Joe’s ringing belly laugh took me by surprise, and I did take a step back.

“Emma, I wish I was only thirty! I will be sixty next month. But I appreciate knowing I’ve retained my youth.”

“What’s your secret?” I asked, forcing out a laugh to join him in his mirth.

His laughter stopped abruptly, and he peered at me. “What else have those chatty flowers been telling you?”

“Nothing, why? I just want to be able to look as fabulous as you do when I’m older.”

“You’re seventeen. You don’t have to worry about age yet.”

Joe turned away from me and headed towards the other end of the garden. I let him go this time. His reaction to my question worried me. I was beginning to think Beth was telling the truth after all.

I helped Cook prepare dinner and had my own, avoiding the tofu-like chunks this time. The next day was my day off, so after dinner I went to my room to call Lori. We made plans to meet up in the morning for shopping and lunch. I resolved to ask for her help to ensure the harvest festival’s temporary workers had someone to miss them.

After a morning of window shopping and catching up with Lori about her family and our mutual friends, we settled down for lunch at an outside table of Nirvana Cafe, our favorite place. We placed our order quickly, since we both ordered our usual favorites.

“Your parents asked me about you when they came into the store the other day,” Lori said after the waitress had left.

“How are they?” I was hungry for news from home.

“They miss you, Emma. You should go see them.”

“I can’t, yet. They must be so angry with me.” Tears threatened, so I took a big gulp of water and looked at the sky.

“No, they aren’t. They miss you,” she said again. “And they love you. You’re being silly and childish by staying away.” Her voice was gentle, but the rebuke stung.

“Okay. I’ll go see them as soon as I can.”

“Call them. Today.”

“Okay, okay! I will. I promise. But I need to ask you a favor.”

Lori sighed. “What now?”

Her long-suffering look made me laugh. “Don’t worry, I don’t want to move back in with you. I have a thing at work that I need help with, and I figured that since you know a lot of people, you were the best one to ask.”

We were interrupted by the waitress delivering our food. As soon as she was out of earshot, I told Lori all about the Cromwell’s horrible secret, leaving out the part of the talking lilies. I already sounded a little crazy without mentioning that.

“You know, last year there was that boy we met at the mall, remember? He said he was from out of town and came to work the harvest party. He was supposed to call me after the party but never did. I just thought he changed his mind about me. But now I wonder…” Lori’s voice trailed off in thought.

“I remember him. James, right? James…Millwright.”

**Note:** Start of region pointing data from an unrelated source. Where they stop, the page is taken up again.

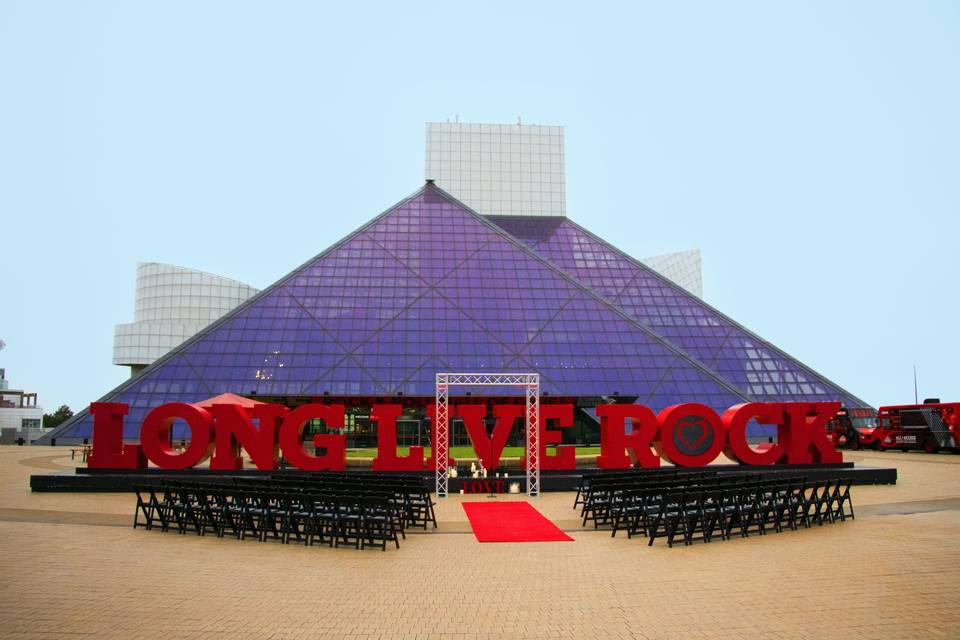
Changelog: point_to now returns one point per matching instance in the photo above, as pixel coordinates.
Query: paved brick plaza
(71, 567)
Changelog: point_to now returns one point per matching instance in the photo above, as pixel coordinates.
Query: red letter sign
(566, 456)
(802, 432)
(489, 449)
(291, 438)
(691, 435)
(613, 437)
(387, 459)
(235, 429)
(735, 421)
(155, 435)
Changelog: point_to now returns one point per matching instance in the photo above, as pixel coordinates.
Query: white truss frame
(441, 437)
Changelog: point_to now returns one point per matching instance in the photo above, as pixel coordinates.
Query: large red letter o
(691, 435)
(155, 435)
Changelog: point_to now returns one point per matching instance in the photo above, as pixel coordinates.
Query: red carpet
(511, 522)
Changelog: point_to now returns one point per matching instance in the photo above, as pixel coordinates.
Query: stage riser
(109, 481)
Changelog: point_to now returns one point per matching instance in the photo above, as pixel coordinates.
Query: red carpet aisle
(511, 522)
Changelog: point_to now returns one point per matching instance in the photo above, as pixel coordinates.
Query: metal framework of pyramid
(430, 286)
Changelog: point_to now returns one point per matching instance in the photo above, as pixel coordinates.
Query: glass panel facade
(429, 286)
(753, 366)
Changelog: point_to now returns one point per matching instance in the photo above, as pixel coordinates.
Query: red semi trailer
(931, 427)
(845, 429)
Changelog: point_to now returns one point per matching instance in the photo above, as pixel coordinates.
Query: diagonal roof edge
(593, 294)
(766, 344)
(123, 386)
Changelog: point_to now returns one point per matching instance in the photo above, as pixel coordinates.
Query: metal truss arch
(441, 437)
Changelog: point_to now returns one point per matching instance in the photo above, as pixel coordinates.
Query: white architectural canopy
(172, 304)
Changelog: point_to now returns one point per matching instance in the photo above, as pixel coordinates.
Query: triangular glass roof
(742, 359)
(427, 286)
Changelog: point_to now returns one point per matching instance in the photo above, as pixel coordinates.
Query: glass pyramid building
(431, 286)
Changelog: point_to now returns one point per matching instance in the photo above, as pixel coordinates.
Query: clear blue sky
(810, 150)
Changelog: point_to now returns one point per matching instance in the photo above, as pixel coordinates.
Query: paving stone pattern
(71, 567)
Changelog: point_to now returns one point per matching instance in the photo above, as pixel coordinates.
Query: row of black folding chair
(602, 496)
(632, 504)
(751, 506)
(345, 516)
(362, 520)
(411, 494)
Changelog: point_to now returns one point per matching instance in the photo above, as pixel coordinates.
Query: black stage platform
(123, 480)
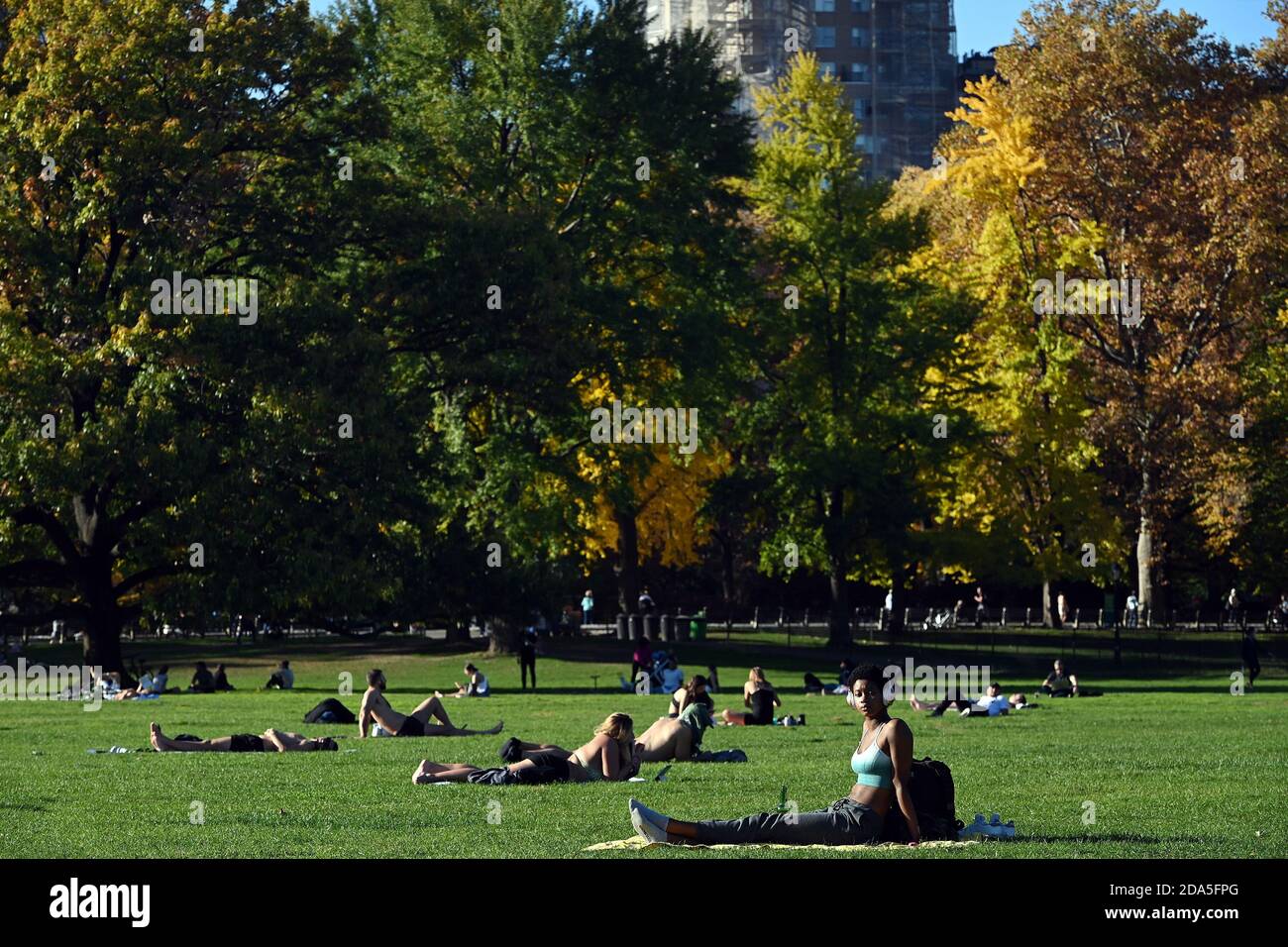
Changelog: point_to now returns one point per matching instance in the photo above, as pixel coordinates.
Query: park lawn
(1176, 768)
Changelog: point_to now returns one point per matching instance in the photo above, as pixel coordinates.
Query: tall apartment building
(897, 60)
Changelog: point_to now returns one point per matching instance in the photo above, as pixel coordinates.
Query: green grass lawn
(1176, 768)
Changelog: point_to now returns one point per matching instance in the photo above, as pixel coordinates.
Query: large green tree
(143, 140)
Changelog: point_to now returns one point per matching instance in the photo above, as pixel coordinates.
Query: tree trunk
(838, 618)
(627, 564)
(1145, 538)
(505, 637)
(897, 600)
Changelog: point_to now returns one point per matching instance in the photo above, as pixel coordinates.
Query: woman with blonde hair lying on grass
(612, 754)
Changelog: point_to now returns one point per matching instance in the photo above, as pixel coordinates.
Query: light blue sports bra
(874, 767)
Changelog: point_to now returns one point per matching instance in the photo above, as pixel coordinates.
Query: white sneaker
(643, 821)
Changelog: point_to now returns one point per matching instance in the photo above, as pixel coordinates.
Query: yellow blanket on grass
(638, 843)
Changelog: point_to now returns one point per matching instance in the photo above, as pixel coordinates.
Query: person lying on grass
(677, 737)
(883, 766)
(694, 692)
(375, 709)
(271, 741)
(992, 702)
(760, 696)
(610, 754)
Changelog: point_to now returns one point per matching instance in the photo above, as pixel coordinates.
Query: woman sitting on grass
(760, 696)
(883, 766)
(612, 755)
(271, 741)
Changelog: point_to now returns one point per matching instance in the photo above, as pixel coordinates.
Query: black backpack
(339, 712)
(931, 799)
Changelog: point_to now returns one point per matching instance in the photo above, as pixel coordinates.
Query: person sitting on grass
(759, 694)
(883, 767)
(375, 709)
(1060, 684)
(283, 678)
(694, 692)
(610, 755)
(202, 681)
(476, 684)
(271, 741)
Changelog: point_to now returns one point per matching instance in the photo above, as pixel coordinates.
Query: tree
(142, 141)
(1033, 476)
(572, 231)
(857, 342)
(1131, 112)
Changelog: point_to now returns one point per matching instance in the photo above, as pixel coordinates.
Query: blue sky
(983, 24)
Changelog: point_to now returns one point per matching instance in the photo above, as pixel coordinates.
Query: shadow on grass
(1111, 839)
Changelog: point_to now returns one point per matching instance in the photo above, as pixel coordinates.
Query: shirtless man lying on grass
(270, 741)
(375, 709)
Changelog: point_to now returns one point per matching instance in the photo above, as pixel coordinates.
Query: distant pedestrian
(283, 678)
(528, 660)
(1250, 663)
(202, 681)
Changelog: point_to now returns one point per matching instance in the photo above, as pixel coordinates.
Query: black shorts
(557, 764)
(761, 709)
(411, 728)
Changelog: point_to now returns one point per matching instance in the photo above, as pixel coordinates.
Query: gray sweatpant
(842, 823)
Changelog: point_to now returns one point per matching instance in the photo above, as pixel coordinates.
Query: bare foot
(424, 772)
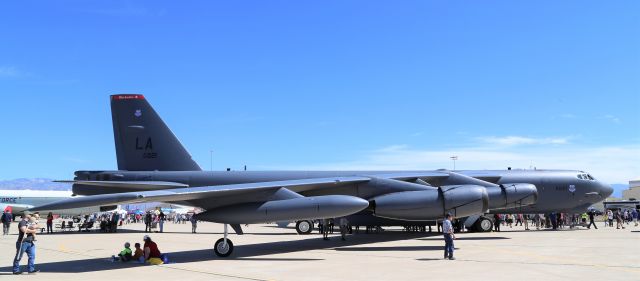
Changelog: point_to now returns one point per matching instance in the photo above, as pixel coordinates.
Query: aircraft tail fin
(143, 140)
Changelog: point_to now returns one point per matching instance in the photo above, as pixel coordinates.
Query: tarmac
(266, 252)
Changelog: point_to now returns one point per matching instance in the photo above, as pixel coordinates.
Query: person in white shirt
(447, 230)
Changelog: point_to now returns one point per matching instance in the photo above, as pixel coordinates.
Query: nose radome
(605, 190)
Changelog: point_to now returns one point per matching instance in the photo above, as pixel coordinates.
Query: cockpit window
(585, 177)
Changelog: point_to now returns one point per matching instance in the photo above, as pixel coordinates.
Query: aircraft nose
(605, 190)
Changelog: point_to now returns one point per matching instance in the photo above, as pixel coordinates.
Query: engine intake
(459, 200)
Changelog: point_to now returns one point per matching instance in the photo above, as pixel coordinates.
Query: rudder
(143, 141)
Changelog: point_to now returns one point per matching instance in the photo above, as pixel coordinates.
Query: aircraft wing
(410, 176)
(251, 190)
(129, 184)
(15, 208)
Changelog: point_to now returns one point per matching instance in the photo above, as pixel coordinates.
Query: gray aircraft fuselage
(558, 190)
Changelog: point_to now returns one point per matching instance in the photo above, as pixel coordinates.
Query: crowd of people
(563, 220)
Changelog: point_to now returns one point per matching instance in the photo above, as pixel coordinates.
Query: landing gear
(484, 224)
(304, 227)
(223, 247)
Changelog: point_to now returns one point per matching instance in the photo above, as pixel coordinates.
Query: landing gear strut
(304, 227)
(223, 247)
(484, 224)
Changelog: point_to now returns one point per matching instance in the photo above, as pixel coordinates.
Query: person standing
(50, 223)
(447, 230)
(619, 222)
(25, 244)
(147, 222)
(161, 217)
(6, 219)
(343, 227)
(592, 220)
(325, 229)
(496, 223)
(194, 223)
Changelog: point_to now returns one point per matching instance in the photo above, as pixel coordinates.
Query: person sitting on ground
(138, 254)
(125, 254)
(151, 251)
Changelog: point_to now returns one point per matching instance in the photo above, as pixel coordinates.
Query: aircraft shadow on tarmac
(242, 252)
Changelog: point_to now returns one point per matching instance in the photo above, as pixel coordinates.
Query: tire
(304, 227)
(484, 225)
(222, 251)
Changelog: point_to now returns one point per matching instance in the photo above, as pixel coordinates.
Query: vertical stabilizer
(143, 140)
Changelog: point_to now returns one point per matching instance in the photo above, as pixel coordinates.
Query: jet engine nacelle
(459, 200)
(512, 195)
(315, 207)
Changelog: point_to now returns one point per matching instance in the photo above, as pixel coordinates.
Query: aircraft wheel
(484, 224)
(304, 227)
(221, 249)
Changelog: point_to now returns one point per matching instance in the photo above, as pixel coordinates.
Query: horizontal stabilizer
(196, 193)
(137, 185)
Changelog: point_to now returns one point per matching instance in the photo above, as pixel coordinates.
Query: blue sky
(327, 85)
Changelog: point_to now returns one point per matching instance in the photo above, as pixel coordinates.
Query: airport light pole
(211, 159)
(454, 158)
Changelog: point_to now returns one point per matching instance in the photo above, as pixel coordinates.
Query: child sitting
(138, 255)
(124, 255)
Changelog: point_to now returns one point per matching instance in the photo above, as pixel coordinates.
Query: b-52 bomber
(153, 166)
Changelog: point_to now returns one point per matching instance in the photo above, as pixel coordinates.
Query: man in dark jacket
(6, 222)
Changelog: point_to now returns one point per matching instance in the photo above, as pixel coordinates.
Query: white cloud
(518, 140)
(612, 164)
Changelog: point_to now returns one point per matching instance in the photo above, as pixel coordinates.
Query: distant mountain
(618, 188)
(34, 184)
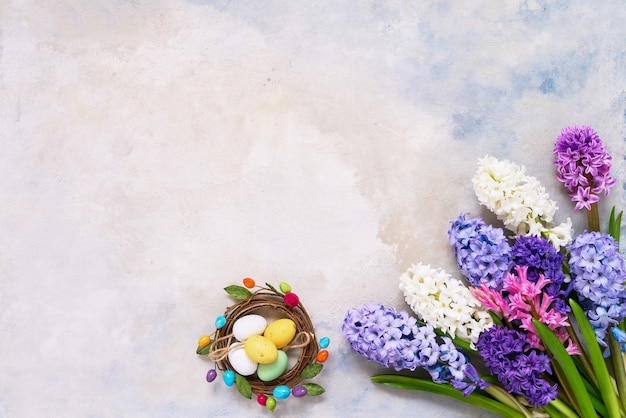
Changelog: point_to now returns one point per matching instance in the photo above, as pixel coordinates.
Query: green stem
(567, 390)
(563, 408)
(593, 218)
(618, 369)
(506, 398)
(475, 398)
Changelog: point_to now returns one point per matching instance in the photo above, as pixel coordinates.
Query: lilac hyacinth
(541, 258)
(598, 276)
(482, 252)
(395, 339)
(520, 368)
(583, 165)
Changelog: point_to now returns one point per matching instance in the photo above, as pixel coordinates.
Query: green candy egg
(272, 371)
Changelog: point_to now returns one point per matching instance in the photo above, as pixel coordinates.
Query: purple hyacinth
(482, 252)
(509, 355)
(395, 339)
(583, 165)
(598, 276)
(542, 259)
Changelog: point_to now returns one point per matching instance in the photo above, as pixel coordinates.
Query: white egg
(240, 361)
(247, 326)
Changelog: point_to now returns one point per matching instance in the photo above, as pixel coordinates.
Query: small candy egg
(291, 299)
(281, 332)
(204, 341)
(322, 356)
(324, 342)
(299, 391)
(229, 378)
(220, 321)
(247, 326)
(211, 375)
(240, 361)
(285, 287)
(269, 372)
(261, 350)
(270, 404)
(281, 392)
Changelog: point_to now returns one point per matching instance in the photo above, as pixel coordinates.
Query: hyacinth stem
(618, 368)
(562, 407)
(506, 398)
(593, 218)
(476, 399)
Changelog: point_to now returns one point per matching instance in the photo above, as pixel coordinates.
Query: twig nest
(254, 339)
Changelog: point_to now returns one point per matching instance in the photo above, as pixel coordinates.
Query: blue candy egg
(281, 392)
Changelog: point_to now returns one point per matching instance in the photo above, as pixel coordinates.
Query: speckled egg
(240, 361)
(261, 350)
(249, 325)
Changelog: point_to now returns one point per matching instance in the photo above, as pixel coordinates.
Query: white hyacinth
(444, 302)
(519, 201)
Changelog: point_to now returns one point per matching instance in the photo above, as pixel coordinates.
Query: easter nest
(276, 302)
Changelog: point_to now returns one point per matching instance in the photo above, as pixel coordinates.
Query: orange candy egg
(322, 356)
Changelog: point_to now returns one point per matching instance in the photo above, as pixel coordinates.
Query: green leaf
(600, 369)
(204, 350)
(313, 389)
(311, 370)
(238, 292)
(476, 399)
(243, 386)
(615, 224)
(552, 343)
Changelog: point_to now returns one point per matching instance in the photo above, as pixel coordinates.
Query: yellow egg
(261, 350)
(280, 332)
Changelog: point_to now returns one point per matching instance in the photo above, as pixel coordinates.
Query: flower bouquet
(537, 326)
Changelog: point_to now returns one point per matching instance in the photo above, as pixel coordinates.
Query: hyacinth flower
(482, 251)
(395, 339)
(541, 259)
(444, 302)
(583, 166)
(598, 276)
(521, 301)
(519, 201)
(518, 366)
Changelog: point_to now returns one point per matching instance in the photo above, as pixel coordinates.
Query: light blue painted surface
(153, 152)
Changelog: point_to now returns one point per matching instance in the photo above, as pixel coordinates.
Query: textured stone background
(153, 152)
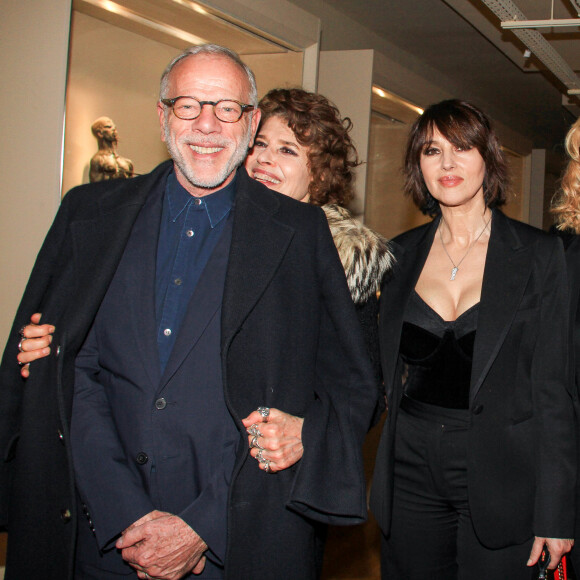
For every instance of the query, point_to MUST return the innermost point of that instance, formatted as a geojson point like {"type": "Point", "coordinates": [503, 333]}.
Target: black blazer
{"type": "Point", "coordinates": [521, 463]}
{"type": "Point", "coordinates": [290, 339]}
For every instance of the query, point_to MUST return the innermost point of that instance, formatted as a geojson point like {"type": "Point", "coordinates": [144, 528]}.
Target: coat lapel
{"type": "Point", "coordinates": [507, 269]}
{"type": "Point", "coordinates": [259, 243]}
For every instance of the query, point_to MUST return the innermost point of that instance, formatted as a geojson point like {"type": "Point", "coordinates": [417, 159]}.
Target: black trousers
{"type": "Point", "coordinates": [432, 535]}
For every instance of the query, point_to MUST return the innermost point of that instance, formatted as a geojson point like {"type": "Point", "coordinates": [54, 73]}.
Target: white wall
{"type": "Point", "coordinates": [34, 47]}
{"type": "Point", "coordinates": [346, 78]}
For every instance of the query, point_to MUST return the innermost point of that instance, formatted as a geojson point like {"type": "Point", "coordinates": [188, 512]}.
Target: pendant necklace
{"type": "Point", "coordinates": [455, 268]}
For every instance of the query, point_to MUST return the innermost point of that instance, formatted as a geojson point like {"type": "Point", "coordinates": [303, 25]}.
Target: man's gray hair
{"type": "Point", "coordinates": [213, 50]}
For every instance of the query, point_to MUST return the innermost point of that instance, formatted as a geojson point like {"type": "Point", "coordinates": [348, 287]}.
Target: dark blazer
{"type": "Point", "coordinates": [572, 245]}
{"type": "Point", "coordinates": [290, 339]}
{"type": "Point", "coordinates": [521, 463]}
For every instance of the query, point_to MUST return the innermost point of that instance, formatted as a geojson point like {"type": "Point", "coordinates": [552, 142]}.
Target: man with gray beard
{"type": "Point", "coordinates": [186, 302]}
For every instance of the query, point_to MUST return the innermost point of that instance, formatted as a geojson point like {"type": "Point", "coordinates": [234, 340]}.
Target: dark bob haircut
{"type": "Point", "coordinates": [463, 125]}
{"type": "Point", "coordinates": [317, 124]}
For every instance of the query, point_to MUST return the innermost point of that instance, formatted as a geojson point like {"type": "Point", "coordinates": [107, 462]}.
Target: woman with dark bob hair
{"type": "Point", "coordinates": [475, 471]}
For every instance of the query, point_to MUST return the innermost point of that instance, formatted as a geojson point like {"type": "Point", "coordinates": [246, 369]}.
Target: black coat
{"type": "Point", "coordinates": [290, 340]}
{"type": "Point", "coordinates": [521, 459]}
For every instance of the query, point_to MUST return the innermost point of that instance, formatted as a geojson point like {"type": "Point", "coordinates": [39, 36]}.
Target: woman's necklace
{"type": "Point", "coordinates": [455, 268]}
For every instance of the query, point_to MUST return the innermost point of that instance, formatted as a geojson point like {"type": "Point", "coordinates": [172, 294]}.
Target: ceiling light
{"type": "Point", "coordinates": [576, 5]}
{"type": "Point", "coordinates": [149, 23]}
{"type": "Point", "coordinates": [510, 24]}
{"type": "Point", "coordinates": [507, 11]}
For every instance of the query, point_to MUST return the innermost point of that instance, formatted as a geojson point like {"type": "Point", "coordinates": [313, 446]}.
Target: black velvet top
{"type": "Point", "coordinates": [437, 354]}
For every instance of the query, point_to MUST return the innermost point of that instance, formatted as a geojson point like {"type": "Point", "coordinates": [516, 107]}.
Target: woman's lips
{"type": "Point", "coordinates": [450, 180]}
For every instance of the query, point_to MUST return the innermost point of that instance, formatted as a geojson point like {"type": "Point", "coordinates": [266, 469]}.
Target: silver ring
{"type": "Point", "coordinates": [254, 430]}
{"type": "Point", "coordinates": [265, 412]}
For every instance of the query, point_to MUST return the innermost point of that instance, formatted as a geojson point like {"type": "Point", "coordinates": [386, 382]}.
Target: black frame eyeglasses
{"type": "Point", "coordinates": [225, 110]}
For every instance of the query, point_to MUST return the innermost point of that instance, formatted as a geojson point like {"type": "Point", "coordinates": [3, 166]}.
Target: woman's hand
{"type": "Point", "coordinates": [556, 546]}
{"type": "Point", "coordinates": [35, 343]}
{"type": "Point", "coordinates": [278, 439]}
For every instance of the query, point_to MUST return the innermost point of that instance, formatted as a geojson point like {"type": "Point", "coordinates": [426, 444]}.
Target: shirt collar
{"type": "Point", "coordinates": [217, 205]}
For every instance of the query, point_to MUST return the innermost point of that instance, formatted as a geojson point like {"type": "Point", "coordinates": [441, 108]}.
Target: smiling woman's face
{"type": "Point", "coordinates": [279, 161]}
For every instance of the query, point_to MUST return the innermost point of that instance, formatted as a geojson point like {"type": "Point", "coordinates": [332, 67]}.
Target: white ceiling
{"type": "Point", "coordinates": [463, 40]}
{"type": "Point", "coordinates": [460, 40]}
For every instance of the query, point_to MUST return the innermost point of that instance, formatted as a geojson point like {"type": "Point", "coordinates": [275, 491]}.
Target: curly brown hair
{"type": "Point", "coordinates": [566, 203]}
{"type": "Point", "coordinates": [463, 125]}
{"type": "Point", "coordinates": [317, 124]}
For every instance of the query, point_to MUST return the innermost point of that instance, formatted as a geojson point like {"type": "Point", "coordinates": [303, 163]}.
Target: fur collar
{"type": "Point", "coordinates": [365, 255]}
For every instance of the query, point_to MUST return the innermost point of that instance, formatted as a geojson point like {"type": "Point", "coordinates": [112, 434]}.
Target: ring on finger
{"type": "Point", "coordinates": [255, 430]}
{"type": "Point", "coordinates": [255, 443]}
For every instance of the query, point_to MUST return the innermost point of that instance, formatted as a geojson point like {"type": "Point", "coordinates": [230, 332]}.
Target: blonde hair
{"type": "Point", "coordinates": [566, 203]}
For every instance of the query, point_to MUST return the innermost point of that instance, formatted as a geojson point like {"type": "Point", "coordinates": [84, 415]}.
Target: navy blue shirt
{"type": "Point", "coordinates": [190, 229]}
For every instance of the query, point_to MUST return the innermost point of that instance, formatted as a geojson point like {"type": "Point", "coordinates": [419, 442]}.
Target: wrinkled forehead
{"type": "Point", "coordinates": [209, 76]}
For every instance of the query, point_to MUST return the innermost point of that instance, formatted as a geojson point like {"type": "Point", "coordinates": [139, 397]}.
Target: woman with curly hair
{"type": "Point", "coordinates": [566, 208]}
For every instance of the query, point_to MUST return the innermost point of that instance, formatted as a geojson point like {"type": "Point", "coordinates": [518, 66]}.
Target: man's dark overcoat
{"type": "Point", "coordinates": [290, 340]}
{"type": "Point", "coordinates": [521, 468]}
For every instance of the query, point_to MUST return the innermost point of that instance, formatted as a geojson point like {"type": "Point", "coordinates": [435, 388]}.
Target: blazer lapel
{"type": "Point", "coordinates": [396, 293]}
{"type": "Point", "coordinates": [507, 269]}
{"type": "Point", "coordinates": [259, 243]}
{"type": "Point", "coordinates": [104, 239]}
{"type": "Point", "coordinates": [142, 267]}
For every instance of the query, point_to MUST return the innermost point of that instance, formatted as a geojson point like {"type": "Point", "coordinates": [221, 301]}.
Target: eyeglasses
{"type": "Point", "coordinates": [188, 108]}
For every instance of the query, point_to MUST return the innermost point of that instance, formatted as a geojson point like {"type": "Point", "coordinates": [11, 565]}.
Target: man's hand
{"type": "Point", "coordinates": [163, 546]}
{"type": "Point", "coordinates": [556, 546]}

“Yes, that’s him. I connected with him on Insta. Let me see something.” Lori pulled out her phone. After a few moments, she gasped and handed it to me. “He hasn’t posted anything since just before the harvest party last year! And look, he was really active before that.”

“Lori, we have to stop these people! Can you help me?”

“Of course. I even know what to do.”

After two hours, we had a plan. We gave the waitress a large tip when we finally left the cafe. When Lori drove me back to the manor gates, she made a point of getting out of the car to hug me. Charles had stepped out and unlocked the mandoor when he saw me. He stood there, patiently waiting for me to say my farewells.